Herman Miller’s Owen said: “This proposal gives everyone the same chance to succeed so that Michigan can be a more attractive, vibrant and thriving place to live, work and raise a family.”

Noel said the Benton Harbor-based manufacturer is one of the majority of Fortune 500 companies that has taken steps to enact policies to prohibit discrimination for LGBTQ employees.

“We strive to create an internal workplace culture that allows and encourages its personnel to bring their full selves to work,” Noel said. “This means an open, supportive and inclusive environment where it is possible for LGBTQ employees to feel welcomed.”

Even Tim Cook, CEO of tech giant Apple, voiced support for the state legislation proposal.

“Discrimination runs contrary to our most basic of American values,” Cook said. “By protecting every person from discrimination on the basis of sexual orientation and gender identity, we can help make sure that every person is measured by their talents and creativity and is treated with the dignity and respect that is due to all.”

Health prep

The U.S. Department of Health and Human Services launched a program to provide free preexposure prophylaxis, or PrEP, medication to qualified patients in Michigan and across the country.

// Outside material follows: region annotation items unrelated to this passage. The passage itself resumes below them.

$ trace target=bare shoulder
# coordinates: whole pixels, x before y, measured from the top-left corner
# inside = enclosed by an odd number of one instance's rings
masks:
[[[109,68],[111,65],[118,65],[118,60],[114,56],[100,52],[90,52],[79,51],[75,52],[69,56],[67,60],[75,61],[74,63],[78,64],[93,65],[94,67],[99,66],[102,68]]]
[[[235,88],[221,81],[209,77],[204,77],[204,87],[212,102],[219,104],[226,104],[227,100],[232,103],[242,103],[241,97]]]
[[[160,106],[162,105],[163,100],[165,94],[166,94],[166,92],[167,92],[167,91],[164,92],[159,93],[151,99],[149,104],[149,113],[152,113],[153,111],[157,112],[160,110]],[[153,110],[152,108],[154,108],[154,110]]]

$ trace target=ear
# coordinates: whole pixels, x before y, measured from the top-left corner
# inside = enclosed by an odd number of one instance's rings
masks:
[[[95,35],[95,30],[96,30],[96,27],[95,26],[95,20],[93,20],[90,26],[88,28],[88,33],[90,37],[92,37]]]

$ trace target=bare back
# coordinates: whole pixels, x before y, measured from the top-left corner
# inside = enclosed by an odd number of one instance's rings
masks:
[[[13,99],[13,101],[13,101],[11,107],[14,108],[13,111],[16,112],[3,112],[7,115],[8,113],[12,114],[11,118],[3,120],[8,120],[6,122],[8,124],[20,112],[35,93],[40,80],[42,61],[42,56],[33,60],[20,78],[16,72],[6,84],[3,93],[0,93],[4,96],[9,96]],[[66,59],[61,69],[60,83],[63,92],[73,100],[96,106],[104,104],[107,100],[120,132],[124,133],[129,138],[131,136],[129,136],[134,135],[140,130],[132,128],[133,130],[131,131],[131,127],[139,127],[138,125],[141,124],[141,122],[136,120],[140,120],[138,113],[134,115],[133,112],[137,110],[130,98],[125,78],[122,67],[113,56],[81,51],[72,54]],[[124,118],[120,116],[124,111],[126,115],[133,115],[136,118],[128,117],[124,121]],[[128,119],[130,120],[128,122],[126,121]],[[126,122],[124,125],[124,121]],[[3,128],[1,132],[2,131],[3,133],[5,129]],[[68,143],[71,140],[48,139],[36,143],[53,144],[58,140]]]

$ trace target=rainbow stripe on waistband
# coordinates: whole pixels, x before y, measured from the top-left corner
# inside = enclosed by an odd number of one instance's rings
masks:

PrEP is a medication that can prevent HIV from establishing an infection in the body if there is an exposure. When used properly, PrEP reduces the risk of getting HIV from sex by about 99%. Among people who inject drugs, PrEP reduces the risk of getting HIV by at least 75%, according to MDHHS.

The Ready, Set, PrEP program will increase access to PrEP by removing the cost barrier that many patients face. Qualified patients must lack prescription drug coverage, be tested for HIV with a negative result and have a prescription for PrEP.

“Expanded access to PrEP medication is a key component in bringing us one step closer to ending the HIV epidemic in our state and across the United States,” said Dr. Joneigh Khaldun, chief medical executive and chief deputy for health for MDHHS. “People in Michigan who are at risk of contracting HIV will greatly benefit from this program.”

In Michigan, more than 16,000 people are living with HIV, and it is estimated 30% of new infections come from individuals who do not know they have HIV. According to HHS, more than 1 million people in the U.S. could benefit from taking PrEP medication, but only a small fraction of those actually get a prescription for the medication due to cost and lack of information about the drug.

Major pharmacies, including CVS Health, Walgreens and Rite Aid have donated their dispensing services for the Ready, Set, PrEP program.

Qualified patients can obtain PrEP medication at thousands of pharmacies nationwide at no cost. In addition to providing the medication, these pharmacies also are providing patient counseling and promoting patient adherence to the medication regimen.